From 1956 to 1966, Constant conducted at the Ballets de Paris, then directed by Roland Petit. To this period belong the numerous ballet scores for Petit and Maurice Béjart, namely: Haut-voltage (1956), Contrepointe (1958), Cyrano de Bergerac (1959), Éloge de la folie (1966) and Paradis perdu (1967). For the 1957 Aix-en-Provence Festival, he wrote a piano concerto, but won wider recognition for the premiere, conducted by Leonard Bernstein, of 24 Préludes pour Orchestre (1958). Turner (1961) was a tone poem inspired by the English painter William Turner. [3]
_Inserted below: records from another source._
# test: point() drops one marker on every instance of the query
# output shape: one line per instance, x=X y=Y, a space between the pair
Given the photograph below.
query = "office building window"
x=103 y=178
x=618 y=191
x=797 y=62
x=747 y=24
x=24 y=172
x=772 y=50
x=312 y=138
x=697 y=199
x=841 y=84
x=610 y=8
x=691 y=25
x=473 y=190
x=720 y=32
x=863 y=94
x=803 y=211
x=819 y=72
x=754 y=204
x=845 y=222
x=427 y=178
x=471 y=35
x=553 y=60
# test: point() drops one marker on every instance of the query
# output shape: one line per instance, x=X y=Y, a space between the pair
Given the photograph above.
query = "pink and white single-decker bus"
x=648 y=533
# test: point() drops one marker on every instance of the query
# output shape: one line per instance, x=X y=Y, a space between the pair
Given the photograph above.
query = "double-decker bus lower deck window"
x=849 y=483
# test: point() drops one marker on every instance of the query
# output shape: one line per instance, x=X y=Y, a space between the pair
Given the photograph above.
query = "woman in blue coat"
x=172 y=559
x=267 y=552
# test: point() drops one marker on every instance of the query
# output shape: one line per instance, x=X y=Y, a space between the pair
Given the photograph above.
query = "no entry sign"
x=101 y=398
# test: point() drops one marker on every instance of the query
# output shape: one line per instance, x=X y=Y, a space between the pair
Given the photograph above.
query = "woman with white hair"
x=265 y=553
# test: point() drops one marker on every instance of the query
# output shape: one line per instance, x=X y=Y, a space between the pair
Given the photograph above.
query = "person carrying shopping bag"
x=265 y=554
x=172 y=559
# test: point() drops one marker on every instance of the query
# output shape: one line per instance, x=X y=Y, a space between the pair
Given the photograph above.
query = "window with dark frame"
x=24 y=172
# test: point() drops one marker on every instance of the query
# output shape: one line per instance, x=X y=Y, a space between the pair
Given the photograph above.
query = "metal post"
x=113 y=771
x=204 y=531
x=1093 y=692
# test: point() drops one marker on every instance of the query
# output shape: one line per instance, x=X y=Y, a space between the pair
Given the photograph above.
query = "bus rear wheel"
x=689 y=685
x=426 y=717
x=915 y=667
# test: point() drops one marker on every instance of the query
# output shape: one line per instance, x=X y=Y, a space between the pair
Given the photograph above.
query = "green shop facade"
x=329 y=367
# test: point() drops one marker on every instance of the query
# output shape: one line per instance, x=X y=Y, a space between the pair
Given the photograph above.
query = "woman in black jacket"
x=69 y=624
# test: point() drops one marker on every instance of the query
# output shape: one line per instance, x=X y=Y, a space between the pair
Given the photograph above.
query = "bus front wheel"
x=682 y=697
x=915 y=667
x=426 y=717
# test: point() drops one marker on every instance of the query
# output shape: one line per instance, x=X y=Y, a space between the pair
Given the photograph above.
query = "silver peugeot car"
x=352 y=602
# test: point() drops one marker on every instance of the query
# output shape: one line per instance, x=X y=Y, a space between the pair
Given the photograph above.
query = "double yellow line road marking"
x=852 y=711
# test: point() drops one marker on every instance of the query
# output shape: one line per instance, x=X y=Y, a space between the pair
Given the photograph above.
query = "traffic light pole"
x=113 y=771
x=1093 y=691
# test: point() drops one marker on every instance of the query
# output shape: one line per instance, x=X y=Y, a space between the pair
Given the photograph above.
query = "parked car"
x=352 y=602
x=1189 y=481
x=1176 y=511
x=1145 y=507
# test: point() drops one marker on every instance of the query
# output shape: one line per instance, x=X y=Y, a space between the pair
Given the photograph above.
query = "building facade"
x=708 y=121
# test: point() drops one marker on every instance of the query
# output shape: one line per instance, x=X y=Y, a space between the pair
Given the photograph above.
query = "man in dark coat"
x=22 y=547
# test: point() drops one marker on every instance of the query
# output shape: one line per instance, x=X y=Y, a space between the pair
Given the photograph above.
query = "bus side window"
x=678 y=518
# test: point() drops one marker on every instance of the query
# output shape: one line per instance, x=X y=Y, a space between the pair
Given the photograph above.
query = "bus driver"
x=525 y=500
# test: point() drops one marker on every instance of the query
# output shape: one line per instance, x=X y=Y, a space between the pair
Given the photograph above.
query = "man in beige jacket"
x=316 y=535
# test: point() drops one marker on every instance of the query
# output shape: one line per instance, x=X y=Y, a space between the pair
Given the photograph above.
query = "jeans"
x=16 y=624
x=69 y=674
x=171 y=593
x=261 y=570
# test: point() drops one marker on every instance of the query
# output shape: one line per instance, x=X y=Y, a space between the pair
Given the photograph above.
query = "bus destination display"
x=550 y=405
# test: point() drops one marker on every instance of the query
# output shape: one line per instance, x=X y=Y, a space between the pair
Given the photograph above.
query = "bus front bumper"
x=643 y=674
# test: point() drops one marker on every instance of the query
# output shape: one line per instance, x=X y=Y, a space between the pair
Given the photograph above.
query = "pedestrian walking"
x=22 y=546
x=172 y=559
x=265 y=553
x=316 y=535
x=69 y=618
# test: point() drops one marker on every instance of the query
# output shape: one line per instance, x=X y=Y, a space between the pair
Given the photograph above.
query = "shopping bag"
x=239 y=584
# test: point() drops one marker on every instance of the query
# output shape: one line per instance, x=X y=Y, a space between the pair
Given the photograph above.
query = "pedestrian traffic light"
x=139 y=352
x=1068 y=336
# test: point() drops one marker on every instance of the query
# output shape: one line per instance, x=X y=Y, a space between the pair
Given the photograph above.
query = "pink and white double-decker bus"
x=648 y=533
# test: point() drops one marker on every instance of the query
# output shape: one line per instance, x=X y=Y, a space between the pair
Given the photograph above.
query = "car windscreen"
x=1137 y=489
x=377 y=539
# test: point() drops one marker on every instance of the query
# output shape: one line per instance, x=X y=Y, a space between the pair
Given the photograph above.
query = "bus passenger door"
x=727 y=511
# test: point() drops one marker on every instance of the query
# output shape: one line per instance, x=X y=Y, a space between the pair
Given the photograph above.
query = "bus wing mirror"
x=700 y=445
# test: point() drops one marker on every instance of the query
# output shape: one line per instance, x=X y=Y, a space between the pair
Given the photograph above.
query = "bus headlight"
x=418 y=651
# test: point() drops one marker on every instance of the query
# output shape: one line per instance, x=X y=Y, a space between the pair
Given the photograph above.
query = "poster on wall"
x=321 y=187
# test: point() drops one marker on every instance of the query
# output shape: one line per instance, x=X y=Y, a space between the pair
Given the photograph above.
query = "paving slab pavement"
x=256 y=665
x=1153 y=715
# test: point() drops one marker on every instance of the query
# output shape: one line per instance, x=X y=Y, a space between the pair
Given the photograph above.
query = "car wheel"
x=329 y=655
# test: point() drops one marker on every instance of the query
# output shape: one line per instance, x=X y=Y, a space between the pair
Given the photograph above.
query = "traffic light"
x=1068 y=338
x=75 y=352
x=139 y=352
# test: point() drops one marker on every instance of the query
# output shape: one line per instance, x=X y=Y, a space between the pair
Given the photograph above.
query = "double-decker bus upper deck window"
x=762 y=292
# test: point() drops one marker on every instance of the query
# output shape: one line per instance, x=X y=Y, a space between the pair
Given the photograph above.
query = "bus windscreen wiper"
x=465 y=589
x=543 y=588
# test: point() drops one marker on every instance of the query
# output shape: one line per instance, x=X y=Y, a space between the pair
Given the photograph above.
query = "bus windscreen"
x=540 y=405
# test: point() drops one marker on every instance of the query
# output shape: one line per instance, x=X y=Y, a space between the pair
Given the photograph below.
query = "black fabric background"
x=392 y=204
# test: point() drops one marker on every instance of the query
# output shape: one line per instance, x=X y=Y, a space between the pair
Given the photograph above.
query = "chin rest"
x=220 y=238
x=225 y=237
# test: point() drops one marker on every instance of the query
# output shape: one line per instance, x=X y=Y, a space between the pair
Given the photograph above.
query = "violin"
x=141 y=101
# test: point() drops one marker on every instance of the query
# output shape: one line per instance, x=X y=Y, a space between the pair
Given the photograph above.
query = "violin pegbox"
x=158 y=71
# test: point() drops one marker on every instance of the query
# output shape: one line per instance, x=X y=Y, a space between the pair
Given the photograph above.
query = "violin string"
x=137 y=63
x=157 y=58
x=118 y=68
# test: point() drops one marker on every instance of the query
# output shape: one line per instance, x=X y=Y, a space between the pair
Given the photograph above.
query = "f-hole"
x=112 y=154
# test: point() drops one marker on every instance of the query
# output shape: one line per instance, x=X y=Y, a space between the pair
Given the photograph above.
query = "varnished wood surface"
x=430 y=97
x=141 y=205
In the late 1950s, Constant was commissioned by Lud Gluskin of CBS to create a number of short pieces for the CBS stock music library that could be used in CBS radio and TV shows. The unusual, sometimes discordant nature of Constant's work meant that the pieces were seldom heard or used. In 1960, Gluskin was asked to find a new theme for the main title and end credits of the CBS television series The Twilight Zone , then entering its second season, to replace the original one by Bernard Herrmann. New pieces submitted by Herrmann, Jerry Goldsmith, Leith Stevens, and others, were considered unsuitable. In desperation, Gluskin edited together two pieces by Constant ("Étrange No. 3", a series of repeated four-note phrases on electric guitar, and "Milieu No. 2", an odd pattern of guitar notes, bongo drums, brass and flutes). [4] The resulting theme quickly became iconic, and is easily Constant's most well-known work. Constant himself was apparently unaware for some years that his music was being used as The Twilight Zone theme. Because the music was part of a "work made for hire" agreement with CBS, Constant derived no ongoing income from it. [1] [5] [6]
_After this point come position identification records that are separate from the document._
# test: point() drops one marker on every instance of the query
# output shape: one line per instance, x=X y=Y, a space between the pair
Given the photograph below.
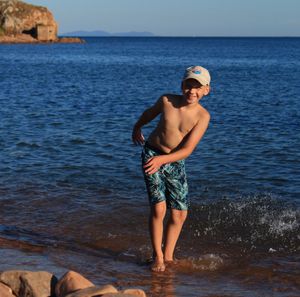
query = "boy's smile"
x=193 y=91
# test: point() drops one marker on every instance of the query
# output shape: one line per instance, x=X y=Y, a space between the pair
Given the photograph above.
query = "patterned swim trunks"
x=168 y=184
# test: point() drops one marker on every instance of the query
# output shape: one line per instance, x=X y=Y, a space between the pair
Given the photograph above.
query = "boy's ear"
x=206 y=90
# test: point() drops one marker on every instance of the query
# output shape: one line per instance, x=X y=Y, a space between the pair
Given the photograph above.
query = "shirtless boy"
x=183 y=122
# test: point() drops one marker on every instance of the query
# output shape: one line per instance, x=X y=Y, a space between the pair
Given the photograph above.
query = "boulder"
x=6 y=291
x=134 y=292
x=18 y=17
x=29 y=284
x=71 y=282
x=119 y=294
x=94 y=291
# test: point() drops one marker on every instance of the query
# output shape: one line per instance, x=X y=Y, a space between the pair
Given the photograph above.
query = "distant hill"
x=100 y=33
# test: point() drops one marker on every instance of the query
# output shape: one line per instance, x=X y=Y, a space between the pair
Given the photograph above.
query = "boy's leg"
x=174 y=227
x=158 y=212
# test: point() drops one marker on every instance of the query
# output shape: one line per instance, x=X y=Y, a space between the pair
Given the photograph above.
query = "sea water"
x=72 y=194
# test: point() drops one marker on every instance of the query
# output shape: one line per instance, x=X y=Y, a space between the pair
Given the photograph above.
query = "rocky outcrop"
x=25 y=23
x=19 y=283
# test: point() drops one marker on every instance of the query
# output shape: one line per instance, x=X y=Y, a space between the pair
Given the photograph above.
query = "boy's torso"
x=175 y=123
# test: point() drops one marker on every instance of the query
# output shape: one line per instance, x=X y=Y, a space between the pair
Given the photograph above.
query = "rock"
x=134 y=292
x=18 y=17
x=71 y=282
x=94 y=291
x=70 y=40
x=12 y=279
x=29 y=284
x=119 y=294
x=6 y=291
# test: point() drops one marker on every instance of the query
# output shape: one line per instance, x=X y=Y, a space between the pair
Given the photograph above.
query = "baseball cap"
x=198 y=73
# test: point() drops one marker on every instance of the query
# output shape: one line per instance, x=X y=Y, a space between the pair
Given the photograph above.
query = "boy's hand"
x=153 y=164
x=137 y=136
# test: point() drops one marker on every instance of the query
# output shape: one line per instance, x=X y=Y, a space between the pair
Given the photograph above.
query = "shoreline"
x=27 y=39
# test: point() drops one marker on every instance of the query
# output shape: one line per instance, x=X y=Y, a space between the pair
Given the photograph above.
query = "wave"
x=260 y=223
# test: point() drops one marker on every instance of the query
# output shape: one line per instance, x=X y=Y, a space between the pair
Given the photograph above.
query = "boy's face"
x=193 y=91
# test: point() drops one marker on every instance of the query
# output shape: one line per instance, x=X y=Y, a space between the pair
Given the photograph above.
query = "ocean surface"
x=72 y=195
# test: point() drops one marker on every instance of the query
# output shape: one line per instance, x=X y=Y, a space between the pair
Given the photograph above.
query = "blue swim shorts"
x=168 y=184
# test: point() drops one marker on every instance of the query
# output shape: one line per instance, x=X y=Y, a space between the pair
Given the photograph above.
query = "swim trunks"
x=168 y=184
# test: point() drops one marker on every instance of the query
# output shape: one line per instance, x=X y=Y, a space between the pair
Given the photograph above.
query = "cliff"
x=25 y=23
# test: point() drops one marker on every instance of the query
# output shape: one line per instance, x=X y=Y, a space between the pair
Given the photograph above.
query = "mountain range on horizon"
x=100 y=33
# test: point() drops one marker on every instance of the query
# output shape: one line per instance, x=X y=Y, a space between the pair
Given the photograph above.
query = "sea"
x=72 y=194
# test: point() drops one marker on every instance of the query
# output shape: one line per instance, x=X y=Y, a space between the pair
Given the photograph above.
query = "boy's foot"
x=158 y=266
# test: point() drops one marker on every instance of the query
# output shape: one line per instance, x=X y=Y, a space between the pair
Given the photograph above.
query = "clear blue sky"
x=179 y=17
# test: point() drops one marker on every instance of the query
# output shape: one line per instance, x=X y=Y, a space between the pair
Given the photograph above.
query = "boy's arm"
x=147 y=116
x=184 y=151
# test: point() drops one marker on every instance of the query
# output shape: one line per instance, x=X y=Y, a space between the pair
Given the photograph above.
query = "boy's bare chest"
x=181 y=121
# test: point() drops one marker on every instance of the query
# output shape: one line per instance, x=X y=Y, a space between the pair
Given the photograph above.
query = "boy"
x=183 y=122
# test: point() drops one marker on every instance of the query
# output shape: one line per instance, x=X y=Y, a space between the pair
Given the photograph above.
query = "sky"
x=178 y=17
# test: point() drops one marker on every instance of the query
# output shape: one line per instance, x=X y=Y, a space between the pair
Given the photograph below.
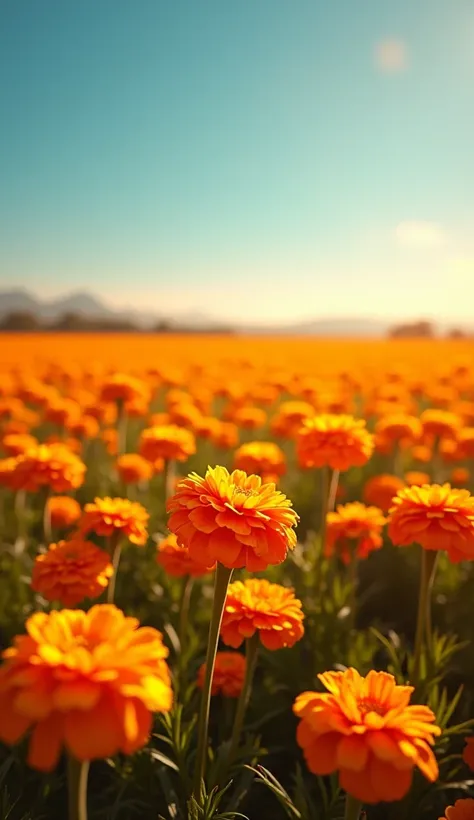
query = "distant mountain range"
x=85 y=304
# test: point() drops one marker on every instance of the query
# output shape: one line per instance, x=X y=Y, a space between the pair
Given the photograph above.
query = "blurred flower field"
x=236 y=578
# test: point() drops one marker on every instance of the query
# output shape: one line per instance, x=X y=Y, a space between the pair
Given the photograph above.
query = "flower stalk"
x=77 y=775
x=221 y=583
x=115 y=551
x=423 y=636
x=353 y=808
x=251 y=654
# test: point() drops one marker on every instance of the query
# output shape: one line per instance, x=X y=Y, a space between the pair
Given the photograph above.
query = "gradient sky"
x=261 y=159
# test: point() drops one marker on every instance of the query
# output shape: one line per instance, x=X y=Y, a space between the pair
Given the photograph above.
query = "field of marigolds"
x=236 y=578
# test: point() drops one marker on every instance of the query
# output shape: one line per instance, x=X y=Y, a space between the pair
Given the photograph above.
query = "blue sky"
x=261 y=159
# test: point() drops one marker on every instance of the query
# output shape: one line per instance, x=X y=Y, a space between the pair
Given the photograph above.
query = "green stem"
x=353 y=808
x=121 y=428
x=423 y=622
x=47 y=532
x=319 y=551
x=333 y=490
x=184 y=612
x=77 y=774
x=169 y=474
x=244 y=697
x=353 y=583
x=222 y=578
x=115 y=550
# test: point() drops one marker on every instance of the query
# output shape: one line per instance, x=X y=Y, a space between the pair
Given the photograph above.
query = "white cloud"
x=420 y=234
x=391 y=56
x=461 y=268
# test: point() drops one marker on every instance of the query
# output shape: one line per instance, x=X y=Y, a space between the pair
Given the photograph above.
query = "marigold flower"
x=62 y=411
x=399 y=427
x=256 y=605
x=84 y=680
x=170 y=442
x=232 y=518
x=225 y=435
x=462 y=810
x=71 y=571
x=465 y=441
x=416 y=477
x=7 y=472
x=468 y=752
x=120 y=387
x=133 y=468
x=49 y=465
x=381 y=489
x=229 y=674
x=63 y=511
x=263 y=458
x=365 y=729
x=116 y=516
x=440 y=423
x=249 y=418
x=86 y=427
x=354 y=528
x=422 y=453
x=110 y=439
x=289 y=418
x=435 y=516
x=339 y=442
x=15 y=444
x=460 y=476
x=186 y=415
x=176 y=560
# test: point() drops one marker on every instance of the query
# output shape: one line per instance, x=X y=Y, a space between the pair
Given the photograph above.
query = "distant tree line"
x=26 y=322
x=421 y=330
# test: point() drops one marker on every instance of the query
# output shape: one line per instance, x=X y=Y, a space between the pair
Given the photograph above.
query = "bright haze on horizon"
x=267 y=159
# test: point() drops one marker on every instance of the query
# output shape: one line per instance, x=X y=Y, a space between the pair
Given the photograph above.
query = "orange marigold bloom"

In 1963, Constant founded the pioneering Ensemble Ars Nova. In 1970, he took over the musical direction of the ORTF; from 1973 to 1978 he directed at the Paris Opera, and in 1988 and 1989 was Professor of Orchestration at the Paris Conservatory. Besides these appointments, he taught at Stanford University and in Hilversum. Later ballets include Septentrion (1975), Nana (1976) and L'ange bleu (1985). La tragédie de Carmen (1981), his adaptation of Bizet's opera for director Peter Brook, was an international success.
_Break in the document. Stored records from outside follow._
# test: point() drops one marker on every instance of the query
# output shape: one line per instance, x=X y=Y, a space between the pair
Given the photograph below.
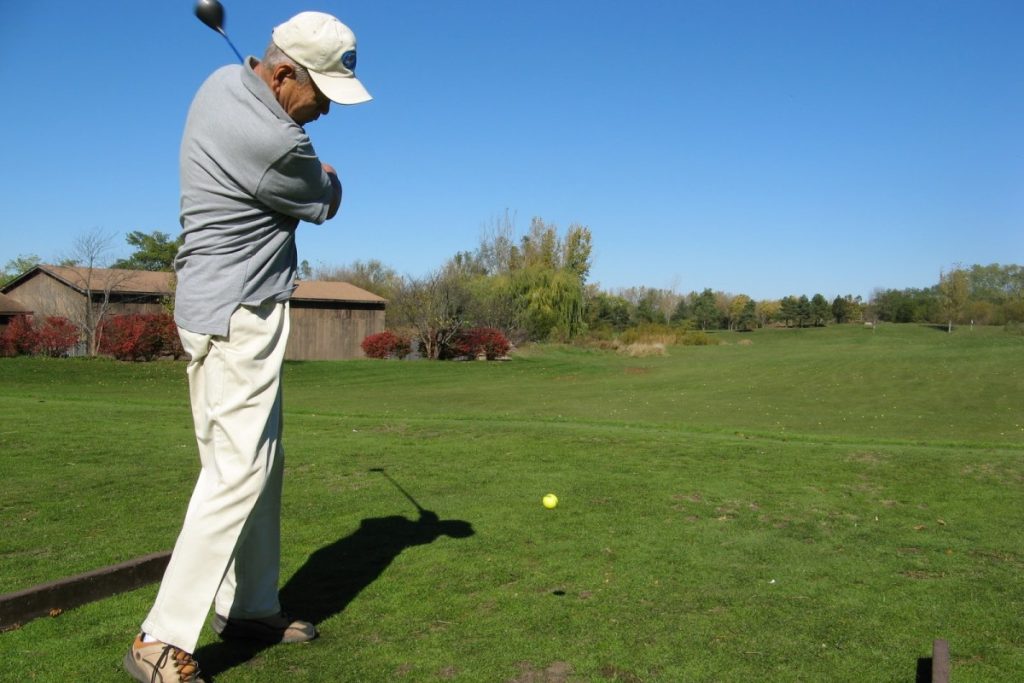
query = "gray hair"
x=274 y=56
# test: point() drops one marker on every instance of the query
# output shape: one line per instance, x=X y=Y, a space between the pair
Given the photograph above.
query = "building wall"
x=47 y=296
x=322 y=333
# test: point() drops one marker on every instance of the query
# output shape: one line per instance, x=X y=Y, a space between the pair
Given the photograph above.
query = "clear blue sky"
x=756 y=146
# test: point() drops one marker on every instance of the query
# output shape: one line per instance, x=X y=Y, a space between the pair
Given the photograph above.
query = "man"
x=249 y=175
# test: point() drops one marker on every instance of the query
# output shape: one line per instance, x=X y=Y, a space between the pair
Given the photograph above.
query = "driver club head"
x=211 y=12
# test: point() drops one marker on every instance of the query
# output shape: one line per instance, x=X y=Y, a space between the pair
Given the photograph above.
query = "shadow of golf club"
x=333 y=575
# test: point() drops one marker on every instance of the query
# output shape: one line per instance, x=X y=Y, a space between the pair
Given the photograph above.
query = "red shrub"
x=139 y=337
x=488 y=342
x=56 y=336
x=19 y=337
x=385 y=344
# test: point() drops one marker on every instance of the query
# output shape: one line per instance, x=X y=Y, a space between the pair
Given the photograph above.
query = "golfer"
x=249 y=175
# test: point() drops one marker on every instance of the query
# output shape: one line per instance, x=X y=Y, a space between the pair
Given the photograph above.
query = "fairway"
x=809 y=505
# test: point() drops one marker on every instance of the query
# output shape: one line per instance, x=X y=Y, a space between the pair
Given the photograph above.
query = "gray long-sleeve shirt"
x=249 y=175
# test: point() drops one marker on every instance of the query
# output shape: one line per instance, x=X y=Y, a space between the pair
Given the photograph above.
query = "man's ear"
x=281 y=74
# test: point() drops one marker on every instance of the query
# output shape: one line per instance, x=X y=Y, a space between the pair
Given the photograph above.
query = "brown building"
x=329 y=319
x=8 y=309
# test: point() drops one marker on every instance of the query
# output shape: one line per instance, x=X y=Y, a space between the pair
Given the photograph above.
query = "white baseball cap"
x=327 y=48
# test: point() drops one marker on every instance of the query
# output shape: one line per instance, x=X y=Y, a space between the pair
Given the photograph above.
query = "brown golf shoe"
x=274 y=629
x=160 y=663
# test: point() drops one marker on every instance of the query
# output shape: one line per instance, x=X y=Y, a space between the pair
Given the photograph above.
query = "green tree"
x=819 y=310
x=606 y=310
x=748 y=317
x=17 y=266
x=154 y=251
x=681 y=312
x=788 y=310
x=705 y=310
x=803 y=310
x=952 y=295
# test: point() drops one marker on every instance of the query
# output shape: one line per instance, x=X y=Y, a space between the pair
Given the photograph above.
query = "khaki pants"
x=229 y=546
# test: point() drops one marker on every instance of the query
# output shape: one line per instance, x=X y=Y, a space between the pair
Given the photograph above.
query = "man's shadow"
x=333 y=575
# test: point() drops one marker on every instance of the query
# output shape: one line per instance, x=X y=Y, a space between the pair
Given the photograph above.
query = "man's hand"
x=336 y=200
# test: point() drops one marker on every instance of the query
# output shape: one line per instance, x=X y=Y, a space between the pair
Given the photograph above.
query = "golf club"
x=404 y=493
x=211 y=12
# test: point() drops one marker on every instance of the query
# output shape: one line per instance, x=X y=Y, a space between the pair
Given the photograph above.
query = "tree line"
x=535 y=288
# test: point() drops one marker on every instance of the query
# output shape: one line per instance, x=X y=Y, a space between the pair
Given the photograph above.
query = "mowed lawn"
x=793 y=505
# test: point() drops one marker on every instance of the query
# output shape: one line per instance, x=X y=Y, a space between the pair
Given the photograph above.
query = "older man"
x=249 y=175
Composed in 1981, 103 Regards dans l’eau is a violin concerto with 103 titled 'movements' in four main sections, inspired by “poetic celebrations of water” taken from a variety of literary and scientific sources. [3] In 1983, he wrote a Symphonie based on Claude Debussy's opera Pelléas et Mélisande . [7] In 1987, he arranged the orchestral music for the ballet Les mariés de la tour Eiffel , a pastiche by various French composers, for an ensemble of 15 instruments. In 1990, he also made an orchestral arrangement of the piano composition Gaspard de la nuit by Maurice Ravel. [8] He returned to Debussy's Pelleas in 1992 when he abridged and arranged Debussy's score for two pianos in a Peter Brook production entitled Impressions of Pelleas. [9]
He died in Paris in 2004, aged 79, and is buried at Ivry Cemetery, Ivry-sur-Seine.